Ce douzième rendez-vous, déjà, se positionne dans l’espace festivalier européen entre Paléo de Nyon, Lokerse et Gentse Feesten, ainsi que (un peu) Printemps de Bourges. Les organisateurs du BSF tiennent à l’aspect urbain de la fête. Soulignent qu’elle trouve place dans un espace qui lui est entièrement destiné, au cœur du quartier le plus prestigieux de la capitale. Et qu’elle garde toute son unité grâce à une zone sans circulation, des animations, des bars et des échoppes.

Un festival populaire

On l’a déjà dit : un événement populaire, grand public et convivial ne fait pas tache sur le CV d’une capitale qui se veut, en outre, celle de l’Europe. Et qui se coltine à longueur d’année l’image (pas fausse) d’une ville embouteillée/en chantier permanent. Dire qu’à l’origine, quand il s’appelait encore Eurit’Mix, ce festival constituait un appel du pied aux touristes fréquentant les rues de Bruxelles mais n’y restant pas assez longuement au goût des édiles… C’était aussi l’époque, que d’aucuns regrettent, de concerts gratuits sur la Grand-Place. Même si l’on reste fort raisonnable côté tickets, certains se sont peut-être déjà étranglés en découvrant le prix du pass dix jours : 40 euros en prévente, 53 à la caisse. Ce qui représente grosso modo une augmentation de 10 euros par an, ceci dit sans vouloir rouvrir le débat sur le prix de ce genre de manifestation.

Depuis Eurit’Mix, le festival s’est créé une identité propre en se recentrant sur le quartier royal. Le BSF, c’est aujourd’hui cinq scènes spécifiques : la place des Palais (pour les concerts de taille), le Magic Mirrors (plutôt centré sur la découverte), le Mont des Arts (pour une poignée de Belges et les soirées), le BIP (réservé aux « after ») et le Théâtre Royal du Parc où se tiendra la septième édition du Classissimo.
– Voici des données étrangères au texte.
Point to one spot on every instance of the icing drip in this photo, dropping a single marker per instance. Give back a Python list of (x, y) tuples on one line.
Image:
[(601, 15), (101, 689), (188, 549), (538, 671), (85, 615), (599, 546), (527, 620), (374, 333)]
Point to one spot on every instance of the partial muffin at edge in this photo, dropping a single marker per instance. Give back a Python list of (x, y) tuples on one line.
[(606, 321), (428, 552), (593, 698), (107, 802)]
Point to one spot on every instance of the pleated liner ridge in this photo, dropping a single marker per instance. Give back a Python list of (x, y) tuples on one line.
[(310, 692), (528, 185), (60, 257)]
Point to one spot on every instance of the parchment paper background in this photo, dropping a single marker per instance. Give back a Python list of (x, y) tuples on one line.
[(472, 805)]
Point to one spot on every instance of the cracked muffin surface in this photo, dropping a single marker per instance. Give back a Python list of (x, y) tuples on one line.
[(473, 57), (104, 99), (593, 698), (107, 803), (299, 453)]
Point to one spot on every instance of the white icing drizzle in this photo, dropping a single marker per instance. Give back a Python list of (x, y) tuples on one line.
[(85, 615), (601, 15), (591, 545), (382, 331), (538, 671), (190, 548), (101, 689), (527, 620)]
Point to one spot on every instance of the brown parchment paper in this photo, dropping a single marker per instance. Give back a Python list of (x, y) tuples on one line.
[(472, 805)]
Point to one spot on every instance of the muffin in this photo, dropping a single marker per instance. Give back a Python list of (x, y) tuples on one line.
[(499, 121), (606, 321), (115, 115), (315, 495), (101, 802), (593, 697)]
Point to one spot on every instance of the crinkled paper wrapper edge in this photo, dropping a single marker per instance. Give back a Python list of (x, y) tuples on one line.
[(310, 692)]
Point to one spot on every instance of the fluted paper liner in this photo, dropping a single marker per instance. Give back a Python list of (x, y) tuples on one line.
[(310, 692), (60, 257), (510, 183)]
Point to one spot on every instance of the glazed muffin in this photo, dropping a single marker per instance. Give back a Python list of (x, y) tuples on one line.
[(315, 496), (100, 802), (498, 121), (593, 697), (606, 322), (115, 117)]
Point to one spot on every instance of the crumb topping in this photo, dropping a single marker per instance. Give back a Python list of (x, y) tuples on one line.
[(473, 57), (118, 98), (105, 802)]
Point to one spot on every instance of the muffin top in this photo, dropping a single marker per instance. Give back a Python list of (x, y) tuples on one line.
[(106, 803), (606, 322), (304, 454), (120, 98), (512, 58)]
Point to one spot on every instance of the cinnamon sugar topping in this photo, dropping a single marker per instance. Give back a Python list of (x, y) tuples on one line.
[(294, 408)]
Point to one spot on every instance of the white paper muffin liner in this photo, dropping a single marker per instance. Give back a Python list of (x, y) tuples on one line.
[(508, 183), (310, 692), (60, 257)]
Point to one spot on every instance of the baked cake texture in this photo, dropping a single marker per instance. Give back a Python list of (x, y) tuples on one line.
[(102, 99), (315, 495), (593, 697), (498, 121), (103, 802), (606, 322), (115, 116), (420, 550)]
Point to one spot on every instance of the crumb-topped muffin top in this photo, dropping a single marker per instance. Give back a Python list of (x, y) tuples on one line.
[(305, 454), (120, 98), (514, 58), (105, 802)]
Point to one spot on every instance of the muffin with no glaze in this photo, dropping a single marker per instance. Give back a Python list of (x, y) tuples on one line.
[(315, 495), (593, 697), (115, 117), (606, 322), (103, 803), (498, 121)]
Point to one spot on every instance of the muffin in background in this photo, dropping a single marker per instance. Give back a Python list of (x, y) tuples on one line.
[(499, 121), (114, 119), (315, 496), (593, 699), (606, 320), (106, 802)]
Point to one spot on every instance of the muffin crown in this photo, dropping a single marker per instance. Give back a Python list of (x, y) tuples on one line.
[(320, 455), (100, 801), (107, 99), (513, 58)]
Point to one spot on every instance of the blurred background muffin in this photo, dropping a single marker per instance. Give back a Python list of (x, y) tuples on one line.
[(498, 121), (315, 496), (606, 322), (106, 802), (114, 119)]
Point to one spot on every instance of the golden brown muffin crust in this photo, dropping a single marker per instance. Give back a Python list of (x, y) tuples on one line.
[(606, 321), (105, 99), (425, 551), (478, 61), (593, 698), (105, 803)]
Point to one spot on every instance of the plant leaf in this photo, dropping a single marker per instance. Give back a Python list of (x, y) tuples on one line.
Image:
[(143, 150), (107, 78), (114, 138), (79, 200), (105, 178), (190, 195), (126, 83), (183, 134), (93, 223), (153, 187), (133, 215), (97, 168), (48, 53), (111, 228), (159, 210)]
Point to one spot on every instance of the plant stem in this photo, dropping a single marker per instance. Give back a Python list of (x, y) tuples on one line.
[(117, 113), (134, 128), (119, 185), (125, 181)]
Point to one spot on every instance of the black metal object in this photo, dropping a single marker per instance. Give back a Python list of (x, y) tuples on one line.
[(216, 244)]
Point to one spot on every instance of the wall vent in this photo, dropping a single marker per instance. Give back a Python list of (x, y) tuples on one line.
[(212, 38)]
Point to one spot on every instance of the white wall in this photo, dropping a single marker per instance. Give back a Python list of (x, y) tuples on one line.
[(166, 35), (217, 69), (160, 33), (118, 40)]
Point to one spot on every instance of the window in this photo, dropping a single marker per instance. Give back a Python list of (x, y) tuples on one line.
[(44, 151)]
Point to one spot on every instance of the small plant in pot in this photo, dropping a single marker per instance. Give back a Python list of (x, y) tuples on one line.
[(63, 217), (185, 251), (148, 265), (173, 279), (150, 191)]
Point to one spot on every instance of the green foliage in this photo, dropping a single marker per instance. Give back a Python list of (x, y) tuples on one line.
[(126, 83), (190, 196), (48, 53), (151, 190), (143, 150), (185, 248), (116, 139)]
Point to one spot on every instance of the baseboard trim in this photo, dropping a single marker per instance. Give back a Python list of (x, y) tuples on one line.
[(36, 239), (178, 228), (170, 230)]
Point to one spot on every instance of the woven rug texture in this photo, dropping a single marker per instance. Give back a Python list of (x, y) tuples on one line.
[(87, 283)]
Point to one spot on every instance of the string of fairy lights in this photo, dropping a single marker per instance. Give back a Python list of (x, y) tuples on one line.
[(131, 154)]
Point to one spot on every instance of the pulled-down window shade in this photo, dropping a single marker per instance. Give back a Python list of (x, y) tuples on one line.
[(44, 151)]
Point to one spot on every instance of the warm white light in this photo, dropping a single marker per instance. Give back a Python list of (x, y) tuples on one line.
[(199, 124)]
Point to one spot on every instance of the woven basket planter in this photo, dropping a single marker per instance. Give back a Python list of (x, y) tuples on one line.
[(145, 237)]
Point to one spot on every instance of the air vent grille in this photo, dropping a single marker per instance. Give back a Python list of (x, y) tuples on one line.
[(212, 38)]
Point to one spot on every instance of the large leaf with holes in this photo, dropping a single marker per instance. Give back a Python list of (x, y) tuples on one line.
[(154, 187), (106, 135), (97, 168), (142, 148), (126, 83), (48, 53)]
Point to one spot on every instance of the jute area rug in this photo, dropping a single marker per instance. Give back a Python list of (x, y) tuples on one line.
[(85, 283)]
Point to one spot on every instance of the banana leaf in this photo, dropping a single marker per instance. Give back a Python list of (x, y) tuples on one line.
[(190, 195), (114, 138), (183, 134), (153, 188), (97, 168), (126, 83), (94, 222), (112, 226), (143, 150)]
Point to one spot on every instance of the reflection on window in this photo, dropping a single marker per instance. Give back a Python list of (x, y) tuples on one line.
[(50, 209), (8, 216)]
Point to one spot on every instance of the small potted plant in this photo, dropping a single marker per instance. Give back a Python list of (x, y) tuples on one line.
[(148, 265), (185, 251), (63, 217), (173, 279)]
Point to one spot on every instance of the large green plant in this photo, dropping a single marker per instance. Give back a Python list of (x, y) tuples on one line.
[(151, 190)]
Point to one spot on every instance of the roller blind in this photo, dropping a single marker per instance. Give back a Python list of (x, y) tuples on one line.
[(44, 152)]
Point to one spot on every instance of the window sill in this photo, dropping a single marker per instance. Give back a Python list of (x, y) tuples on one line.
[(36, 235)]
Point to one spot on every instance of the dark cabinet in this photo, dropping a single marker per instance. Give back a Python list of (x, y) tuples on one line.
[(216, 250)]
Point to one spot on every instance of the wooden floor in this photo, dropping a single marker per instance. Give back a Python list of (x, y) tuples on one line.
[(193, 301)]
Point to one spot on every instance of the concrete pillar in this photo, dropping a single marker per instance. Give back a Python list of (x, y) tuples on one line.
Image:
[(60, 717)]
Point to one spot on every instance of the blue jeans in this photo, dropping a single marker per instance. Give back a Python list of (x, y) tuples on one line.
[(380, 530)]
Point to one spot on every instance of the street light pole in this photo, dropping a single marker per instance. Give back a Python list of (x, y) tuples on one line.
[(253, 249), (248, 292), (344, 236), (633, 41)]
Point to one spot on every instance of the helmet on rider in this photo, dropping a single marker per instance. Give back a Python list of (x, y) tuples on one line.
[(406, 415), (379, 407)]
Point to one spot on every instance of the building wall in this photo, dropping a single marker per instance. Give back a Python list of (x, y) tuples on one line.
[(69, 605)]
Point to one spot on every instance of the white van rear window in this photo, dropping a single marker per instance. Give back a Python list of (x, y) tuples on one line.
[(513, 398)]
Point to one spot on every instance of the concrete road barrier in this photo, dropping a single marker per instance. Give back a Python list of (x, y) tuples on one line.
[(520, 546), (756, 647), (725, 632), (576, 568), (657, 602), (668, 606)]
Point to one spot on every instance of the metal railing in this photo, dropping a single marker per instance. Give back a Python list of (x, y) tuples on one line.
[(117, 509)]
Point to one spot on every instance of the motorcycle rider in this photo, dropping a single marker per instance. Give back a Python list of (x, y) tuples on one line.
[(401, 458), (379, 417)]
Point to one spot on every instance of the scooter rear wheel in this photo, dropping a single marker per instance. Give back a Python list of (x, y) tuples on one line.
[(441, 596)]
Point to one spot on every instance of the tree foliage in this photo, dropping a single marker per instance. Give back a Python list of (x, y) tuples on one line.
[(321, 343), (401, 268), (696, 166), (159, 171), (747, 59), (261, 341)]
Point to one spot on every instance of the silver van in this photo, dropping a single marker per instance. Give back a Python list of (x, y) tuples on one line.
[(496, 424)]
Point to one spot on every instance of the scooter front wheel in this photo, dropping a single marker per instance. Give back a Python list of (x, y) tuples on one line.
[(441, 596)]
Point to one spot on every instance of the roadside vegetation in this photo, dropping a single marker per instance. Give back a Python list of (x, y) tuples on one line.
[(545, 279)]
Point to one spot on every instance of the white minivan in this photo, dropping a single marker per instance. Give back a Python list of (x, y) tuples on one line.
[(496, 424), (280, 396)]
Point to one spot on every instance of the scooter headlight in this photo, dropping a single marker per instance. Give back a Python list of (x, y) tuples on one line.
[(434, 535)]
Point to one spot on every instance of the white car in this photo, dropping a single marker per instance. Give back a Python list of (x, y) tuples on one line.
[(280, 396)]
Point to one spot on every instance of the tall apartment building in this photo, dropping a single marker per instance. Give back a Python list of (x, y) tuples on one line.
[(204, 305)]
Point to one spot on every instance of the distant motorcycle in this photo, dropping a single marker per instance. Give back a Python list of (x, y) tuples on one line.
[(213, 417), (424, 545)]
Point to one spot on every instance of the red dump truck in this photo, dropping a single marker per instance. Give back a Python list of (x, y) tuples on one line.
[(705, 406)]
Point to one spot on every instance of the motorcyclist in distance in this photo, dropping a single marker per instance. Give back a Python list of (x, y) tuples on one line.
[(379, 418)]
Le Mont des Arts, par exemple, sera ainsi le lieu de quatre soirées thématiques : Electrocity (le 9 août), Jazz Night (le 11), Atomium Party (le 12) et 80’s Party (le 10). Entre parenthèses, les organisateurs ne sont pas peu fiers de signaler qu’après deux ans d’absence au programme, le jazz revient non seulement au BSF mais occupe qui plus est une grande scène. Où se produira le Brussels Jazz Orchestra (entendu sur la bande originale du film The Artist).

L’affiche 2013 se veut à la fois familiale, belge et susceptible de plaire à un public plus spécialisé. Oui, mais s’il pleut ? Le risque existe, sauf que les éditions précédentes l’ont prouvé : la « drache » n’a jamais eu raison de la fête ! Diverses « after » se tiendront en outre en indoor : chez Madame Moustache, Mister Wong, aux Café des Halles, Café Central, Delirium Village et au Fuse. Quant à ceux que la musique laisse froids comme un banc d’icebergs, qu’ils sachent que le BSF, c’est aussi des musées et du cinéma.